Kesetaraan Gender Dan Perkembangan Sosiologi Di Indonesia

Perkembangan sosiologi di indonesia akan kesetaraan gender masih cukup sulit. Karena salah satu karakteristik khas Indonesia untuk sarjana Barat adalah kesalahpahaman tentang hubungan gender di negara ini. Memang Asia Tenggara telah dikenal dengan fluiditas gender. Namun sekarang zaman telah berubah dan warisan ilmuwan sosial pertengahan abad kedua puluh yang melihat wanita Indonesia yang berkarir di luar rumah dianggap sebagai simbol kesetaraan dan status yang tinggi. Setidaknya di Amerika Serikat, cara pandang orang Indonesia terhadap gender masih dianggap aneh. Mungkin hal tersebut karena perkembangan sosiologi di Indonesia dan di Amerika berbeda jauh.

Tidak ada jawaban sederhana untuk pertanyaan status perempuan di Indonesia , khususnya di desa. Perempuan memang memiliki akses ke sumber daya ekonomi, dan sering berpenghasilan penting bagi rumah tangga mereka, sesuatu yang dianggap oleh banyak ilmuwan sosial berkorelasi dengan kekuasaan. Di sisi lain, perempuan menghadapi 'hambatan struktural dan kultural untuk menjadi pemimpin yang efektif dan untuk mendapatkan akses ke peran yang signifikan dalam masyarakat' yang signifikan Temuan ini mencolok.

Seperti banyak orang Indonesia, sebagian besar penduduk desa dalam studi mematuhi konsep biner perbedaan gender yang menekankan perbedaan spiritual antara pria dan wanita. Meski sebagian penduduk desa menekankan saling melengkapi, mengatakan bahwa pria dan wanita memiliki peran yang berbeda tetapi sama-sama berharga. Wanita dapat berpartisipasi dalam sebagian besar kegiatan, tetapi laki-laki dianggap lebih kuat. Perempuan didefinisikan terutama sebagai ibu dan istri, dan laki-laki dan peran perempuan dihargai berbeda.

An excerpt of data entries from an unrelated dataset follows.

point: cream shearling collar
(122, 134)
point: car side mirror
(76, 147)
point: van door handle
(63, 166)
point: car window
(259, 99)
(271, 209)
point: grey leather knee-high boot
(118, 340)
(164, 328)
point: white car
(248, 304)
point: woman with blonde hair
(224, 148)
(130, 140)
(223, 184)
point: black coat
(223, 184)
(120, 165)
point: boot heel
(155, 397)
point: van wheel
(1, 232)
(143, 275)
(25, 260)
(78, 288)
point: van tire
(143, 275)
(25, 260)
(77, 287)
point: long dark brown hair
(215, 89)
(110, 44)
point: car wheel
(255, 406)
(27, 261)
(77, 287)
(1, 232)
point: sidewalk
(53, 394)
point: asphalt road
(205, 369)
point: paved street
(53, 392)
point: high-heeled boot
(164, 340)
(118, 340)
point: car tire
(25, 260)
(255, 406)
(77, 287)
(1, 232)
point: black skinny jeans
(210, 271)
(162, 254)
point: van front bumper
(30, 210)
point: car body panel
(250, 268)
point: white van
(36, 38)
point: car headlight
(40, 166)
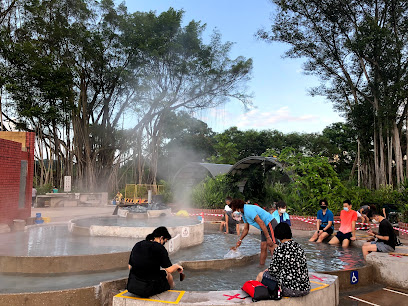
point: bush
(41, 190)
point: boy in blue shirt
(280, 214)
(262, 220)
(325, 221)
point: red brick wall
(11, 155)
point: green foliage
(313, 179)
(167, 191)
(211, 192)
(46, 188)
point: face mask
(236, 216)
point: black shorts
(329, 230)
(270, 228)
(341, 236)
(146, 288)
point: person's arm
(318, 224)
(353, 230)
(264, 229)
(226, 223)
(174, 268)
(244, 233)
(329, 224)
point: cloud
(261, 119)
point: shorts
(382, 247)
(270, 231)
(329, 230)
(341, 236)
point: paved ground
(375, 295)
(64, 214)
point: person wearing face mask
(288, 266)
(347, 230)
(324, 223)
(385, 238)
(150, 266)
(262, 220)
(280, 214)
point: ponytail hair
(161, 231)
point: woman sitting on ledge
(147, 257)
(288, 266)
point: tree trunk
(389, 147)
(398, 154)
(376, 167)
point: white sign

Pria tidak diharapkan untuk mengambil bagian dalam tugas-tugas domestik, karena hal ini tidak dilihat sebagai domain alami mereka. Mereka memiliki waktu untuk terlibat dalam kegiatan sipil dan masyarakat yang berkaitan erat dengan status dan kekuasaan, sementara wanita harus bergulat dengan tanggung jawab rumah tangga sebelum mereka dapat melakukan tugas lain. Warga desa jarang mempertanyakan pengaturan ini. Bahkan lebih dari laki-laki, perempuan memeluk ideologi gender tradisional, bahkan ketika itu bertentangan dengan realitas kehidupan mereka.